# Water work near Fargo?



## Duckslayer100 (Apr 7, 2004)

So on these hot summer days, I'd like to get Remy in the water as much as possible for retrieves and just fun in general. Aside from the Red River (which really doesn't seem like a viable solution) where is there water to work dogs near Fargo? We ran all the way up to Brewers Lake on Sunday, but that was a tad far and a bit overcrowded (that, and I didn't feel comfortable working Remy in the water while a bunch of little kids were out there).
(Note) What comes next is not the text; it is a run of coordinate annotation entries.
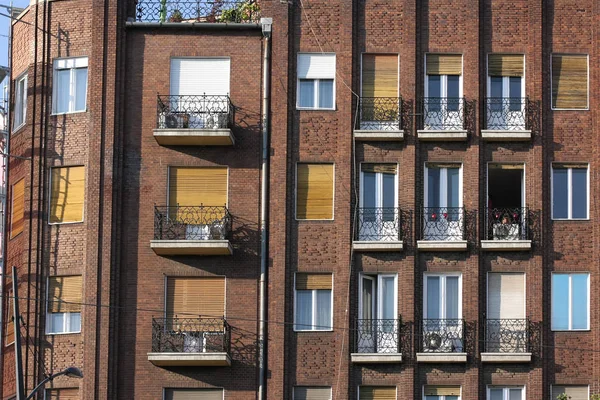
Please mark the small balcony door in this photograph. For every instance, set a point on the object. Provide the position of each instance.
(443, 214)
(377, 313)
(378, 219)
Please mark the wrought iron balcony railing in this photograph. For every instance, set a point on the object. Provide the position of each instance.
(442, 336)
(507, 224)
(191, 223)
(379, 224)
(507, 336)
(377, 336)
(443, 113)
(443, 223)
(380, 114)
(190, 335)
(165, 11)
(194, 112)
(506, 113)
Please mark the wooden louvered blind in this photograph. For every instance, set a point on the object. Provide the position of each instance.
(17, 218)
(506, 64)
(306, 281)
(189, 297)
(444, 64)
(68, 290)
(380, 75)
(67, 194)
(377, 393)
(569, 81)
(442, 390)
(314, 197)
(575, 392)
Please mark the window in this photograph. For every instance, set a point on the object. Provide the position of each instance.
(312, 393)
(314, 191)
(570, 194)
(70, 85)
(17, 217)
(313, 298)
(569, 81)
(570, 301)
(64, 304)
(316, 81)
(67, 187)
(505, 393)
(20, 101)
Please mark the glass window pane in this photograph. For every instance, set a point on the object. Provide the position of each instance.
(326, 93)
(559, 193)
(579, 305)
(579, 193)
(306, 93)
(560, 301)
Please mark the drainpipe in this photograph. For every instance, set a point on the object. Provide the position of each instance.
(264, 189)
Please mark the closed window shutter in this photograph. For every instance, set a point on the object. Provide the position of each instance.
(380, 75)
(506, 64)
(377, 393)
(17, 219)
(444, 64)
(506, 296)
(67, 194)
(193, 394)
(569, 81)
(575, 392)
(67, 289)
(314, 197)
A coworker mentioned Rendezvous Park in West Fargo has a small pond with a beach on the east end, but I'm not sure if that's off limits to dogs or whatnot. Taking a quick glance at satellite images, the overwhelming lack of ponds, sloughs and basic wetlands in a 30-mile radius of this town -- heck, the whole Red River Valley -- becomes painfully obvious. But then again, maybe I missed something...


----------



## Chaws (Oct 12, 2007)

Join the NDRC, just a short 10 min drive with lots of water and access to real birds and people with a wealth of knowledge on how to train dogs.

http://ndrc.org


----------



## Duckslayer100 (Apr 7, 2004)

Chaws said:


> Join the NDRC, just a short 10 min drive with lots of water and access to real birds and people with a wealth of knowledge on how to train dogs.
> 
> http://ndrc.org


Hmmm...well, I'm fairly certain I'm busy during the dates of the listed events, so having to volunteer in order to qualify for the $50 membership is out. And I just bought a new bird launcher, so the $100 fee definitely is out.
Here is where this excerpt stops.